Senza illusioni analogiche
Sono le grandi e profonde intransigenze nietzschiane a interessare Lanza: in primis la categoricità di Nietzsche sul fatto che la tragedia classica è una nostalgia e un fantasma dei Moderni (Nascita della tragedia), posizione che non chiude affatto il dialogo con l’antico, ma, al contrario, lo riapre – anti-wilamowitzianamente – a partire dall’oggi e senza illusioni analogiche o di recupero; e quindi l’idea nietzschiana che il movimento della lingua e dell’azione tragiche non ha alcun fine o fondamento etico (e politico), anzi ne è il contrario, e corrisponde piuttosto alla rappresentazione dell’umano in sé e per sé, al di là del terrore e della compassione (al di là di Aristotele) e fino al piacere dell’annientamento (Crepuscolo degli idoli), cioè oltre qualsiasi soddisfazione filistea intellettuale e borghese.

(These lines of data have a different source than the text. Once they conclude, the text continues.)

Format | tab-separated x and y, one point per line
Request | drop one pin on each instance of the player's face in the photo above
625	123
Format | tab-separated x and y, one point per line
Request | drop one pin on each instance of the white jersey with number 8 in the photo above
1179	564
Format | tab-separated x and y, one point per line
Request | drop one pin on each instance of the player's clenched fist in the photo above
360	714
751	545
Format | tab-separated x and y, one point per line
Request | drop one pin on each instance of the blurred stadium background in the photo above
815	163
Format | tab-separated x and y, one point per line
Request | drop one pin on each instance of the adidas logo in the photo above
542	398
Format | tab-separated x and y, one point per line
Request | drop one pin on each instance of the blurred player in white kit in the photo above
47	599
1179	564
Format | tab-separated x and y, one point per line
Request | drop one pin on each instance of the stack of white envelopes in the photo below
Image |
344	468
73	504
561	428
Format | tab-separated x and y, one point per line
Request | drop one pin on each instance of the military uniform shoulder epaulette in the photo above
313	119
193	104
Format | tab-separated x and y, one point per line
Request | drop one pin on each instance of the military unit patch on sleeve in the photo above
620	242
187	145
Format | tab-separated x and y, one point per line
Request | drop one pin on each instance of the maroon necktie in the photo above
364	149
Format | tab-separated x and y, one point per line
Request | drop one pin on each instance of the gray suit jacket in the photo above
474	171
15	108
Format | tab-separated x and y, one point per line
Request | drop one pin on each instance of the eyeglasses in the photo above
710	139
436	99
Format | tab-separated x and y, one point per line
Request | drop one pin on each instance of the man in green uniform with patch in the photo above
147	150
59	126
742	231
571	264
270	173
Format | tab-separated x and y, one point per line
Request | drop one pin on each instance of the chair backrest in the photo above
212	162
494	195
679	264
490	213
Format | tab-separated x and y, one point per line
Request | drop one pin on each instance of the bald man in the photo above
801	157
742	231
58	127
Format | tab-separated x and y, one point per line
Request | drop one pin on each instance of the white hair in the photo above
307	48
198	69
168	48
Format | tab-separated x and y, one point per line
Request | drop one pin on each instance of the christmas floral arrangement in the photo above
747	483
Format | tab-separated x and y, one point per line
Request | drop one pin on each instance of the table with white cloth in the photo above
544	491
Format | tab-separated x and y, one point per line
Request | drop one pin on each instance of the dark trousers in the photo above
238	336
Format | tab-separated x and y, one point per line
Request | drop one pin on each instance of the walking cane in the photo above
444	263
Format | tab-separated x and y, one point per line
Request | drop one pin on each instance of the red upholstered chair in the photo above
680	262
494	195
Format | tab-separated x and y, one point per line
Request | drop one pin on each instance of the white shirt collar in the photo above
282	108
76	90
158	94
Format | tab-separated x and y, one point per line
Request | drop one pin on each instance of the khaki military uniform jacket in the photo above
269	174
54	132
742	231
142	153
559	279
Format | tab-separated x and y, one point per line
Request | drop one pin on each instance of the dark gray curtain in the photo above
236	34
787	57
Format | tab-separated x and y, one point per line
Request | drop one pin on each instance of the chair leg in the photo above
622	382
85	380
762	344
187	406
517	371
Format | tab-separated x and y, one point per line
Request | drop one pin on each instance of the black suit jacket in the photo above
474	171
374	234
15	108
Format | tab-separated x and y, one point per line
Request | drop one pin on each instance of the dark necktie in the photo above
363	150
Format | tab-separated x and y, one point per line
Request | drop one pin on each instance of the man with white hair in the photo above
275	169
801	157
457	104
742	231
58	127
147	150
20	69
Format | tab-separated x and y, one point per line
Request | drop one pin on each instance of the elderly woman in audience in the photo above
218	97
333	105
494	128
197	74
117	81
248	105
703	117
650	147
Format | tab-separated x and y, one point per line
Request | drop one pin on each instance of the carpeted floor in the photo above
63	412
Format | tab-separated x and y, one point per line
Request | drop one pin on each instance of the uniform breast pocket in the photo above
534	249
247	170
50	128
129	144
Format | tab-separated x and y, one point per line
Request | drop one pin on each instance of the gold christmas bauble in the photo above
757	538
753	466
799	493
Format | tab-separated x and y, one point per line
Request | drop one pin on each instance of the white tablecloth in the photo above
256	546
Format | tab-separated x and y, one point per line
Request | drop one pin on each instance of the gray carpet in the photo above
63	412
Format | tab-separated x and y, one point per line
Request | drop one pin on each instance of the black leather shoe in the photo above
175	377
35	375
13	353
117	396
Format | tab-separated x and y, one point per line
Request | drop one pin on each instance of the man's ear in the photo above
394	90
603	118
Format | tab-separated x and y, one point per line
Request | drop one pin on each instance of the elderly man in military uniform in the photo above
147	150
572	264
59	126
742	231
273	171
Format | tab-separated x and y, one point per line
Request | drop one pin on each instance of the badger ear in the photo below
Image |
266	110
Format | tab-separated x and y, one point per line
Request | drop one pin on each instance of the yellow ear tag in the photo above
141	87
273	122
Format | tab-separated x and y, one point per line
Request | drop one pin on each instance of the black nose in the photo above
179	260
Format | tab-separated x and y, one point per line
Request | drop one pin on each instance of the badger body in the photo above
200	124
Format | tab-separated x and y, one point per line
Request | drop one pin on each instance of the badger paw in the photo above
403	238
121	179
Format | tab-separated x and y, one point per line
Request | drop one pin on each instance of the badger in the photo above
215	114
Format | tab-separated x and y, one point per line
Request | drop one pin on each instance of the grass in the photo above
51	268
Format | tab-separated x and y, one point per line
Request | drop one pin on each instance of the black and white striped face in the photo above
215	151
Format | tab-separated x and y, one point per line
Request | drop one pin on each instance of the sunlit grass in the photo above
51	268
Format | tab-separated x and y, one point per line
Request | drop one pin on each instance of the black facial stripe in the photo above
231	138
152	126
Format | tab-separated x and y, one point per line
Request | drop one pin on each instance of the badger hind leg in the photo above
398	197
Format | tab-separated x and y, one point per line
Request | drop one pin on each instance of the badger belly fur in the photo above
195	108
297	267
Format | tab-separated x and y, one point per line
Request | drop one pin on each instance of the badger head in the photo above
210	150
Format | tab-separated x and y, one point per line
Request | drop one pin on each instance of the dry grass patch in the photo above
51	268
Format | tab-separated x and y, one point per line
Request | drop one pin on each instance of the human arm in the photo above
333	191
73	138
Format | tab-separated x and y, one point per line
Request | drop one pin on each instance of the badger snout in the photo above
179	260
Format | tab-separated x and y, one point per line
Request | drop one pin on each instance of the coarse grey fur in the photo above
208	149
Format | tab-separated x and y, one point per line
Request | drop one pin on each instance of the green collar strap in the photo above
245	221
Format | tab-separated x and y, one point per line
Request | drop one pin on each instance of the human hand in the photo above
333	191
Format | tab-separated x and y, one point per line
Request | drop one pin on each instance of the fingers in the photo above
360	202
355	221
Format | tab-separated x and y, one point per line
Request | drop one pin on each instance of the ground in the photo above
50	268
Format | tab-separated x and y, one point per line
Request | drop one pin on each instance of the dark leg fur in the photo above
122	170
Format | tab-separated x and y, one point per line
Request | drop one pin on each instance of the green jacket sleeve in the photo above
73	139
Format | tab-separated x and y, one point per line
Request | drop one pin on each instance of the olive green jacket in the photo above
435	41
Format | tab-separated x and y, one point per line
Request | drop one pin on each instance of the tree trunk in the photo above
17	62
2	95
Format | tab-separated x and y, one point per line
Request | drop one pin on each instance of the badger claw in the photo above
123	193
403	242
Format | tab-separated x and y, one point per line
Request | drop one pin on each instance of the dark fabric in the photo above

Il che riporta in causa flagrantemente il problema della ricomposizione del conflitto, come rileva Anna Beltrametti nella sua introduzione.
A questo proposito, l’ultima parte del libro riunisce una serie di concise e intense letture ravvicinate di alcune drammaturgie (cfr. Percorsi di lettura, pp. 227-362), tra cui spiccano due titoli in particolare: La paura di Edipo e Clitennestra: il femminile e la paura. La potente prise de pouvoir sull’emozione e sull’immaginario del pubblico che queste figure esercitano, sono – come Lanza dice esplicitamente – resistenti a qualsiasi strategia di distensione rituale o addomesticamento etico-politico: aprendo un grande squarcio nella legge generale del dispositivo tragico, scrive Lanza: «Conclusasi la tragedia, la paura di Edipo sembra permanere» (p. 257). In altri termini, alla fine della vicenda, l’annientamento di Edipo rilancia potentemente la sua Ombra sulla comunità: sono forse intangibili e inaccessibili al desiderio il potere del padre e il letto della madre? C’è innocenza e giustizia in chi indaga sull’innocenza e sulla giustizia? C’è un al di là della morale collettiva che questa stessa, per prima, adombra? Proprio da qui, come è noto, sarebbe partita l’analisi freudiana delle necessarie ma sempre precarie illusioni civili. E forse proprio in questo tipo di domande sta il gioco più efficace del teatro tragico antico. A più di vent’anni di distanza, La disciplina dell’emozione ripropone problemi di grande consistenza che sono lontani dall’essere esauriti, e uno stile di pensiero per il quale si sente, oggi, una certa nostalgia.